The CIA’s belated release of its infamous “Family Jewels” sheds light on U.S. intelligence abuses during the CIA’s first quarter century, but this openness may actually obscure a darker reality – that the subsequent three-plus decades have witnessed worse national-security crimes committed under the cloak of greater secrecy and deception.
Washington’s current conventional wisdom is that the “bad ol’ days” of the 1950s and 1960s couldn’t recur because a formal system of congressional oversight was put in place after press reports first disclosed CIA abuses in the mid-1970s.
Today’s reality, however, is far less reassuring. The start of routine congressional oversight in 1977 only caused intelligence hardliners and their political allies to shift operations off-books while simultaneously building a right-wing media infrastructure to harass journalists, investigators and whistleblowers who still exposed wrongdoing.
The combination of these two factors – the semi-privatizing of covert operations and the emergence of right-wing media defenders – has made it harder, not easier, to uncover and expose intelligence crimes.
Plus, the culture of deception has only deepened in Washington over the past few decades. Looking back on the Family Jewels documents, it’s almost quaint that CIA officers would comply with an order from CIA Director James Schlesinger in 1973 to confess acts that may have violated the CIA’s charter.
Since then, the pattern – reaching from the CIA to the White House – has been to keep on stonewalling and lying, while right-wing media operatives lay down covering fire of angry talking points against any accusers. Many career-minded mainstream journalists then join in “debunking” the potential scandal until it fades away, often amid derision.
In this environment, it would take very tough investigators willing to absorb withering media attacks to pry loose a new generation of Family Jewels. Indeed, it’s next to impossible to envision the current batch of U.S. government officials or this era’s journalists showing the tenacity and courage to do that.
Questions to Ask
However, if CIA Director Michael Hayden wanted to go further than just accepting plaudits for releasing some ancient history, he would demand that CIA personnel answer questions about the following events from the 1970s and 1980s that collectively make the old Family Jewels look like child’s play:
--What is the full story about the CIA’s connection to a right-wing Latin American terror network known as Operation Condor, which carried out a series of international murders including a terrorist attack that killed Chilean dissident Orlando Letelier and American co-worker Ronni Moffitt on the streets of Washington in September 1976?
(The CIA, then run by George H.W. Bush, received warning messages from a U.S. ambassador about a plot by the Chilean government's assassins to use the CIA as a cover for infiltrating into the United States, but Bush has never fully explained why he didn’t do more to prevent the Letelier-Moffitt murders.)
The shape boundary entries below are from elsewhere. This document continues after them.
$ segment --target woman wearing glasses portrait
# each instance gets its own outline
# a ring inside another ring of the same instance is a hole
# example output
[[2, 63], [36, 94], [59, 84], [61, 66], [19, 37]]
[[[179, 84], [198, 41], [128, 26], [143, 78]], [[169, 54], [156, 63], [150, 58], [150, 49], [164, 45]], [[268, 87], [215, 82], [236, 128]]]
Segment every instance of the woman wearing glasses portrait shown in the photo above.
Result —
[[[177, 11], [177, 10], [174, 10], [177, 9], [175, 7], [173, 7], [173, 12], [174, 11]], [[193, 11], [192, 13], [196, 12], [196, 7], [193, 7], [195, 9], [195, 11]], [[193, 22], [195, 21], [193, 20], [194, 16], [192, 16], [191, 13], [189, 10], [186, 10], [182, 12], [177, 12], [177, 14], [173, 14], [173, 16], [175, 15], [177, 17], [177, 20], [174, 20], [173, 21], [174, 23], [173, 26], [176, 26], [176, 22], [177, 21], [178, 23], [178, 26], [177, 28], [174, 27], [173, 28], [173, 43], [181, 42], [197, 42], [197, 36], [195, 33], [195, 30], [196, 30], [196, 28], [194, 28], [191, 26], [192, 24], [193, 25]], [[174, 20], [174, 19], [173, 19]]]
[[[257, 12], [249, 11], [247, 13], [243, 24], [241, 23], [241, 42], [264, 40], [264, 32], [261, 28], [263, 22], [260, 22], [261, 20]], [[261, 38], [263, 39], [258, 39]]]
--What did the CIA know about the terrorist bombing of a civilian Cubana Airliner in October 1976 which killed 73 people, including youngsters on the Cuban national fencing team? Why has the U.S. government protected and harbored two of the implicated terrorists, Orlando Bosch and Luis Posada, to this day?
(Though George H.W. Bush ran for national office four times since the Cubana attack, he has never been pressed to give a thorough answer about his knowledge of the terror wave that occurred under his watch at CIA. Neither has George W. Bush been challenged over his decision to spare Posada from extradition to stand trial.)
--In 1980, what was the role of three CIA officers – Robert Gates, Donald Gregg and George Cave – in backchannel contacts between the Reagan-Bush campaign and Iranian Islamic radicals then holding 52 Americans hostage, a crisis that effectively doomed Jimmy Carter’s reelection bid?
(Gates, Gregg and Cave have denied involvement in the “October Surprise” case, but their alibis have never been carefully vetted. Gregg also failed a lie-detector test when he was asked about his role in this secret 1980 operation during Iran-Contra questioning. Despite extensive evidence that Republicans did contact Iran behind Carter’s back, congressional investigations into the scandal were, at best, half-hearted.)
--What did the CIA do to protect drug traffickers connected to two major paramilitary operations in the 1980s, the contras in Nicaragua and the mujahedeen in Afghanistan?